En 2010, en France, le président Nicolas Sarkozy (qui est actuellement en butte avec la justice son pays) eut l'idée, pour commémorer le cinquantième anniversaire de la disparition de l'écrivain (dans un accident de la route) de mettre dans le Panthéon les restes d'Albert Camus. En tant que telle, l'idée n'était ni saugrenue ni "absurde" (un clin d'œil à Camus).
À rappeler que le Panthéon est une institution, une structure, une sorte de musée sur le fronton duquel est inscrit, noir sur blanc, cette devise "La France est reconnaissante aux grands hommes". Albert Camus répondait parfaitement à la définition de "grand homme". N'oublions pas qu'il a eu le prix Nobel de littérature en 1957. Il méritait donc largement cette proposition présidentielle.
L'occasion était trop belle. Je n'avais pas le droit, moralement évidemment, de la rater. Ma réaction fut immédiate. En tant qu'ancien "fan" de cet écrivain, de ce français d'Algérie que je considérais personnellement comme Algérien à part entière, je rédigeai un article dans lequel je faisais tout à fait une contre-proposition en quelque sorte. Mes arguments étaient que, primo, de son vivant, Camus aimait beaucoup l'Algérie et le soleil de l'Algérie et que, secundo, s'il devait y avoir un lieu où il devrait reposer pour l'éternité cela ne pourrait être que dans un cimetière chrétien en Algérie. Le Panthéon est un endroit froid où le soleil ne pénètre presque pas. Il est vrai que la symbolique du Panthéon est grande mais celle du soleil l'est encore plus. Ce dernier argument avait, me semblait-il, convaincu la plupart des lecteurs de mon article. Ils adhérèrent à mon idée.
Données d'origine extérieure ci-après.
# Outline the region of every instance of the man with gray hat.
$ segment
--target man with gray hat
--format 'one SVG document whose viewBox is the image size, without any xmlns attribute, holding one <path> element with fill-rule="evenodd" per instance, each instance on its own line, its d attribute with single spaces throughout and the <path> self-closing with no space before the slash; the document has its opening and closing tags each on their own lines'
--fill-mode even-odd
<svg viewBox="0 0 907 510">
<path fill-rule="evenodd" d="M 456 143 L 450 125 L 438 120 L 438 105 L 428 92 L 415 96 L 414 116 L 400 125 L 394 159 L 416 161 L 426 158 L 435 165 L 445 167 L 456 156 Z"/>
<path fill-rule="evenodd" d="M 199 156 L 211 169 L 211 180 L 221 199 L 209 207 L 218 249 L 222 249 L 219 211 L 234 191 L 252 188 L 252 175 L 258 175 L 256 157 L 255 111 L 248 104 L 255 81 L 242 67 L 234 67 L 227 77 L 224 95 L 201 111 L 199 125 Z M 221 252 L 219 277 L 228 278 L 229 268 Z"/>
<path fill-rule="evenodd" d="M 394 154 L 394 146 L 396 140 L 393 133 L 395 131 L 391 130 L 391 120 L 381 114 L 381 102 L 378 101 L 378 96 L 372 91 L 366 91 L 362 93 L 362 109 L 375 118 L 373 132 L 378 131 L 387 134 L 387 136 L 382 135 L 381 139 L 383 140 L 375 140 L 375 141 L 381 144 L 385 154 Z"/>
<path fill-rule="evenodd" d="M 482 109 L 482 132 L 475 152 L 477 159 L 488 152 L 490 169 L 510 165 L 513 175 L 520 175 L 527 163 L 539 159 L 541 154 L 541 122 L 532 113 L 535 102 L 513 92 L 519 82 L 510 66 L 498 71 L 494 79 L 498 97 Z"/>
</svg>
Je reproduis, ici, un paragraphe de mon premier article sur Agora Vox où j'évoquais, pour la première fois Albert Camus. En fait, le titre de l'article, c'était "Nos ancêtres les Gaulois".
"Quant à la deuxième polémique qui fait actuellement rage en France, particulièrement au sein du milieu intellectuel, c'est le sort qui devrait être réservé aux restes, s'il en reste encore, des restes, d'Albert Camus : les laisser pour l'éternité là où le Nobel est enterré ou les mettre dans ce triste Panthéon sur le fronton duquel est écrit"aux grands hommes, la patrie reconnaissante". Cette initiative est de Nicolas Sarkozy. C'est pour cela qu'elle rencontre autant de réticences. Pourquoi ? Essayons d'expliquer. Mais brièvement car nous n'avons pas l'intention de participer à ces débats ; ils ne nous concernent pas vraiment. Comme vous le savez, Nicolas Sarkozy et le parti politique, l'UMP, qui l'a porté au pouvoir incarnent la droite. Or, Albert Camus, né en Algérie (Annaba) et ayant grandi dans un quartier populaire d'Alger (Belcourt), était un intellectuel plutôt de gauche. Alors ? N'est-il pas aisé d'imaginer que lorsque la droite chasse sur (ou dans) les plates-bandes de la gauche c'est louche ? C'est ce que, en gros, on reproche à Nicolas Sarkozy. On lui reproche le fait de faire de la politique politicienne, démagogique, tout en ayant les yeux rivés sur un horizon pas très lointain : une campagne électorale ça se prépare plusieurs mois à l'avance même si on occupe déjà l'Élysée. Il y a même des plumes du monde politico médiatique parisien qui ont proposé, dans la foulée, à Sarkozy de devenir"Camusien"".